Ela estava deitada em uma cama de hospital, um mosaico de hematomas e bandagens, quando Júlio finalmente apareceu. Ele parecia cansado e cheio de um remorso fabricado.

"Aurora. Meu Deus. Acabei de saber. Sinto muito."

Ele se sentou ao lado da cama dela, tentando pegar sua mão. Ela a puxou de volta.

"Eu já lidei com a Janete", disse ele, sua voz pesada com falsa autoridade. "Cortei os cartões de crédito dela e a mandei para a fazenda da nossa família no interior.

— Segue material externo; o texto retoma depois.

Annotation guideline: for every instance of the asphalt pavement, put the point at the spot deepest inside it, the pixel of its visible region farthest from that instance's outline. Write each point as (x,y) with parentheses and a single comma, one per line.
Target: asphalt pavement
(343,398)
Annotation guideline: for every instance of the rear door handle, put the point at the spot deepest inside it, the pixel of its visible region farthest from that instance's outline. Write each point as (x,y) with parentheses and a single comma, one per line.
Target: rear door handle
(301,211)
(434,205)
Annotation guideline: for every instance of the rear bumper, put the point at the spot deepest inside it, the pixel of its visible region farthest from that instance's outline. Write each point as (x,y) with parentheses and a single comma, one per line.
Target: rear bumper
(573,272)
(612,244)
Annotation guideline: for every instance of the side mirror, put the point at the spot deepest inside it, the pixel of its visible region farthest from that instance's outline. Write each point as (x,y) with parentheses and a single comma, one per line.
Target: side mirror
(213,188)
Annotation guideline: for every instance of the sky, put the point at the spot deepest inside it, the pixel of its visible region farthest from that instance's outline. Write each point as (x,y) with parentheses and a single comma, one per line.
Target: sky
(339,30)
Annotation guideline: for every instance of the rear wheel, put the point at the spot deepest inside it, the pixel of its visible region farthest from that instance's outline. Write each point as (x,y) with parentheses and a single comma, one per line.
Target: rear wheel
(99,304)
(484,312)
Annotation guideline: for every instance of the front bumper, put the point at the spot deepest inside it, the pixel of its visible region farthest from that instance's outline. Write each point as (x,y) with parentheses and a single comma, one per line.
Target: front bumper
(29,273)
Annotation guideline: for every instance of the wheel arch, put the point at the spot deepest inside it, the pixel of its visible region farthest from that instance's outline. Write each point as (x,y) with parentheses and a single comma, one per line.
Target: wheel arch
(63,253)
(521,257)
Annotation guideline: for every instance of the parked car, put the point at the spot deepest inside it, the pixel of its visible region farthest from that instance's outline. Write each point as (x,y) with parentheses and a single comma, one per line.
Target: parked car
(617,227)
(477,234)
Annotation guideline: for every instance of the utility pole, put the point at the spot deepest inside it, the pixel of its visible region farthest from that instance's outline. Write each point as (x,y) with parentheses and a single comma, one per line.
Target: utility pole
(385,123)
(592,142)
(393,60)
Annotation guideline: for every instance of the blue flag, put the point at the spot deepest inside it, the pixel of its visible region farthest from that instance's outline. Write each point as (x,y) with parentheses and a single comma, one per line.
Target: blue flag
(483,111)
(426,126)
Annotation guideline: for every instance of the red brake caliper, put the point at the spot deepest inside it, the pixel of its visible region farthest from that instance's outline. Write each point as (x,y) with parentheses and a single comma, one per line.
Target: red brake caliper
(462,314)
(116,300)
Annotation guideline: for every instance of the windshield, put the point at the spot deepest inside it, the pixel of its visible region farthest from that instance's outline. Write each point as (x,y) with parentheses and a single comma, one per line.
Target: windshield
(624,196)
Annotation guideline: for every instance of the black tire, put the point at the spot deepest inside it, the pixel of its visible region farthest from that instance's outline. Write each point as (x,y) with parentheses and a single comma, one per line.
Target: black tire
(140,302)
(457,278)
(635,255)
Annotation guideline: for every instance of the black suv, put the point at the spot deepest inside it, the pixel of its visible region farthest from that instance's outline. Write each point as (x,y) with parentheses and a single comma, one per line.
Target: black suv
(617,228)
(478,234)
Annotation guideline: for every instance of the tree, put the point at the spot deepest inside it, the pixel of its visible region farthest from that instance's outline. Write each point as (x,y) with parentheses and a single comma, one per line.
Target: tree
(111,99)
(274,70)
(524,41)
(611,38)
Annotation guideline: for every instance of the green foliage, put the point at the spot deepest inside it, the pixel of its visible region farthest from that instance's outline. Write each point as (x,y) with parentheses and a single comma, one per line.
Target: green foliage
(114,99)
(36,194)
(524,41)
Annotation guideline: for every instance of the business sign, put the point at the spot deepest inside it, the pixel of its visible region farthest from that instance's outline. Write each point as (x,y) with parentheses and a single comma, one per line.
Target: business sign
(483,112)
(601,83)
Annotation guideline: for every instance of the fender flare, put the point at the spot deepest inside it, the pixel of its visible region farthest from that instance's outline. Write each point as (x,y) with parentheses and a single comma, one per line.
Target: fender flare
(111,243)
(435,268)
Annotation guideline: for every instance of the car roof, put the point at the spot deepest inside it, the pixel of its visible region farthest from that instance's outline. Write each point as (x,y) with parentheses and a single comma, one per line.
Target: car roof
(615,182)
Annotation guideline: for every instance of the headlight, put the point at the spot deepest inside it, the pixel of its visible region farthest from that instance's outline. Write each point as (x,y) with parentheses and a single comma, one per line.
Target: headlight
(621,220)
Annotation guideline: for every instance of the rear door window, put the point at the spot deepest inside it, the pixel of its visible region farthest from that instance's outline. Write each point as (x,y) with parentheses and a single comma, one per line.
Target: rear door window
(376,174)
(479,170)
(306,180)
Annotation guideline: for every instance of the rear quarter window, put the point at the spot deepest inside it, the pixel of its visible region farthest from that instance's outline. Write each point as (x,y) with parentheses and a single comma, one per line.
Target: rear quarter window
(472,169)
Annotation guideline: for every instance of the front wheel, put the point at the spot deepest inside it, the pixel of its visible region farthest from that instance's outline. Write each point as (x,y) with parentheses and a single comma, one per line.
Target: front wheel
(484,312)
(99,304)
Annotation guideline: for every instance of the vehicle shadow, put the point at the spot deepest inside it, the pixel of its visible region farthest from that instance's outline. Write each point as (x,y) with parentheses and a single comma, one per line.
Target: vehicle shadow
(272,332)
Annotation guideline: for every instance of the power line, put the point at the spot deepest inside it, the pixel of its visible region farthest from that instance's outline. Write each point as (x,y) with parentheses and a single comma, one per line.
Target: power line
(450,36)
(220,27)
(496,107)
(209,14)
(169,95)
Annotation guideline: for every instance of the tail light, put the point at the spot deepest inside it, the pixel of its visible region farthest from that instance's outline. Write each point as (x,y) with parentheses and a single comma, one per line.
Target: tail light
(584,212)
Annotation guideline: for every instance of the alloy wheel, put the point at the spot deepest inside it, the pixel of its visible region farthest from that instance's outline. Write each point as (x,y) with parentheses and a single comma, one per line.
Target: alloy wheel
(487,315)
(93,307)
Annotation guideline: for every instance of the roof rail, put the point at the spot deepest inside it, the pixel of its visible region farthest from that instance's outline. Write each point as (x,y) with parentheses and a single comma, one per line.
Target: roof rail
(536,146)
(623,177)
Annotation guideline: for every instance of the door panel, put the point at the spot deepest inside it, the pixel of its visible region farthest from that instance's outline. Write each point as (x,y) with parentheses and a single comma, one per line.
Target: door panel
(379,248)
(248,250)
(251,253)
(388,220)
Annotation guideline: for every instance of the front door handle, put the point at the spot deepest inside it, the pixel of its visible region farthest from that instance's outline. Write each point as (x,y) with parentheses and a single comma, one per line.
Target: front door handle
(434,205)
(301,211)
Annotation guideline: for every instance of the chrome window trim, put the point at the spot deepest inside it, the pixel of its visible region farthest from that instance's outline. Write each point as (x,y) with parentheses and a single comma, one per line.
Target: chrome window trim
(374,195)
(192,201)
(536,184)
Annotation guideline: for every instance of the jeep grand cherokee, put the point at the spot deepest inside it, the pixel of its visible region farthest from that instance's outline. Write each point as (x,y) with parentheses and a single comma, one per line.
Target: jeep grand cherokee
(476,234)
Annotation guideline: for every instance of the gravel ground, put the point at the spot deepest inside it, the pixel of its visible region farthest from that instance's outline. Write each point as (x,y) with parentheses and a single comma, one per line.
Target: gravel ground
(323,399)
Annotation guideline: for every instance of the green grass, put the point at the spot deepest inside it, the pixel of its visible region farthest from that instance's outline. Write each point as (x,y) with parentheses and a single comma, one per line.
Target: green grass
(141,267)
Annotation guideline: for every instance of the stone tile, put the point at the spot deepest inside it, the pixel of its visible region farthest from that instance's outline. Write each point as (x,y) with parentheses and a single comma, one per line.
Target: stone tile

Ela não vai mais te incomodar."

Ele olhou para ela, esperando gratidão.

"E a Estela?", perguntou Aurora, a voz rouca.

O rosto de Júlio se contraiu. "A Tela não teve nada a ver com isso. Foi tudo a Janete. Ela é apenas uma pirralha mimada que se descontrolou."

"Eles disseram o nome dela, Júlio", disse Aurora, sua voz se elevando com uma força que ela não sabia que tinha. "Os homens que me atacaram. Eles disseram que a Estela os enviou." Ela pegou o celular. "Eu tenho uma gravação."

Ele não a deixou tocar. Ele se esticou e desligou o celular, seus movimentos bruscos e autoritários. O garoto charmoso e imaturo se foi, substituído pelo CEO frio e implacável do império Alencar.

"Para com isso, Aurora", disse ele, sua voz baixa e perigosa. "Você não acha que eu já tenho o suficiente com que lidar? Minha irmã está um caos, a imprensa está fazendo a festa, e você está fazendo essas acusações malucas. Estou decepcionado com você."

Decepcionado. A palavra foi um tapa na cara.

"Nós vamos nos casar", ele continuou, como se isso fosse o fim da discussão. "Eu já falei com a polícia. A queixa foi retirada. Vamos lidar com isso internamente. É melhor para a família."

Ele se levantou, sua autoridade absoluta. Ele estava protegendo seu mundo, e ela era apenas uma complicação bagunçada dentro dele.

Nesse momento, o celular dele tocou. A tela se iluminou com o nome de Estela.

"Júlio, querido", veio a voz chorosa de Estela, alta o suficiente para Aurora ouvir. "Estou com tanto medo. Acho que alguém está me seguindo."

Toda a postura de Júlio mudou. Ele instantaneamente voltou a ser o protetor dela, o herói dela. "Onde você está? Não se mexa. Estou a caminho."

Ele desligou e começou a ir para a porta.

"Júlio, espere", disse Aurora. Foi a primeira vez que ela pediu algo a ele. Sua voz era pequena, quebrada. "Por favor. Não vá. Fique comigo."

Ele hesitou na porta, de costas para ela. Por um único momento de parar o coração, ela pensou que ele poderia ficar.

Então ele se virou, seu rosto uma máscara de paciência forçada. "Aurora, eu tenho que ir. Estela está apavorada. Você está segura aqui no hospital. Eu volto mais tarde."

Ele saiu.

A porta se fechou atrás dele, o som ecoando na sala silenciosa.

Aurora encarou a porta vazia, e uma única lágrima traçou um caminho pela sujeira em sua bochecha. Depois outra. Logo, ela estava chorando, mas também estava sorrindo. Um sorriso estranho, quebrado e libertado.

Ele sempre escolheria Estela. E agora, finalmente, ela podia escolher a si mesma.